LEONARDO DELFANTI | Chiunque sia passato per piazza Vittorio Emanuele II a Rovigo, il 10 settembre scorso, non avrà potuto che notare l’iscrizione fatta di scotch verde alla base del piedistallo della statua di Vittorio Emanuele II. La scritta Game Theory richiama così l’attenzione di tutti i rovigotti di passaggio. È infatti nel cuore della città che Opera Prima Festival ha deciso di dare spazio al lavoro di Joshua Monten, coreografo svizzero-americano e performer di una creazione che pone il gioco come atto eminente umano al centro della riflessione coreografica.

Joshua mi rivela che l’idea è nata dal suo interesse per la teoria sociologica del gioco elaborata da Roger Callois nel libro Man, Play and Games del 1961. Alla base di tutto vi è il concetto secondo cui l’atto di giocare altro non sarebbe che la condizione necessaria, seppur non sufficiente, per la nascita della cultura. Nel libro, inoltre, si fa esplicito riferimento alla danza come momento carico di ilinix (vertigine, sproporzione dei sensi) in cui agone e mimesi di fondono dando vita all’atto creativo.

Ed è su questa linea che i quattro danzatori (Sandra Klimek, Joshua Monten, Jasmin Sisti, Jack Wignall) hanno dato vita a uno spettacolo che dà prova di altissima tecnica stilistica senza per questo renderne la lettura complessa.
Infatti, i quattro arrivano all’evento per fare una partita di tennis, in rosa. Catalizzando così l’attenzione di chiunque gli capiti a tiro iniziano a riscaldarsi tra un colpo di racchetta e un giro di hula hop, innescando così la complicità istintiva del pubblico tra uno sketch e l’altro.


L’espediente, oltre ad attrarre, serve a Joshua per mettere le fondamenta al discorso sul gioco che da lì a poco andrà ad instaurarsi. Non a caso, il processo di ricerca della compagnia è stato focalizzato sulle pratiche che meglio attivano il momento ludico tra pubblico e performers. Domande come “quali giochi sfruttano al meglio il talento dei ballerini professionisti?”, “quali giochi possono essere coreografati senza perdere il loro fascino essenziale?” o “quale catena di associazione influenza il gioco in tutte le sue forme?” sono la base dell’agile partitura coreografica.
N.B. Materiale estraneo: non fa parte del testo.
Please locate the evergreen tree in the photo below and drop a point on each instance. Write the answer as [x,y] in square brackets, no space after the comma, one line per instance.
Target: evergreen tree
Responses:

Apparentemente leggera, colma di ripetizioni e agganci facili da individuare e leggere anche per un pubblico meno abituato all’esperienza della danza; nella realtà arguta nel sapersi inserire perfettamente nelle battute della nona sinfonia di Beethoven.

La premura di Monten è quella di creare le condizioni che permettono il gioco realizzabile. L’idea di esplorare il sistema-gioco, sotto tutti i suoi aspetti cinetici e psicologici, è ciò che rende Game Theory un prodotto di qualità sia da un punto di vista coreografico che intellettuale. Quasi immediatamente lo spettatore si trova immerso in un mondo fatto di divertimento e competizione osservando con l’occhio di chi punta sul suo eroe sportivo preferito le diverse sfide che le due squadre (un uomo e una donna l’una) si lanciano per tutto il tempo. Rancore, furore, malizia e astuzia si alternano senza previsione tra gli astanti e il pubblico.

Ed è così che un lavoro denso di teoria divine accessibile a tutti. In piazza Vittorio Emanuele II infatti vi sono amanti del teatro e sostenitori di Opera Prima, ma non mancano certo i bambini che, arrivati lì per spendere un disinteressato pomeriggio all’aperto, restano affascianti dalla magia della danza.

«La nostra ambizione è di condividere le nostre ricerche con il pubblico, incoraggiandolo alla riflessione sul ruolo che i giochi hanno nel costruire la nostra identità sociale» rivela Joshua. Che sia una partita a tennis, un prendi e scappa o un complesso gioco di quadra è infatti facile vedere come la drammaturgia dia largo spazio al caos: chi vince la partita, non lo sanno nemmeno i ballerini.
Strumenti come lo scotch, l’elastico da stretching e l’hula hop si trasformano in gabbie, scritte, cerchi di fuoco o giungle da esplorare a rischio della propria vita. Limiti all’immaginazione, infatti, non ce ne sono.

Non deve quindi stupire che per Joshua «quando preformiamo, siamo immersi nel flusso dei giochi e della coreografia e non abbiamo il tempo di pensare a molto altro».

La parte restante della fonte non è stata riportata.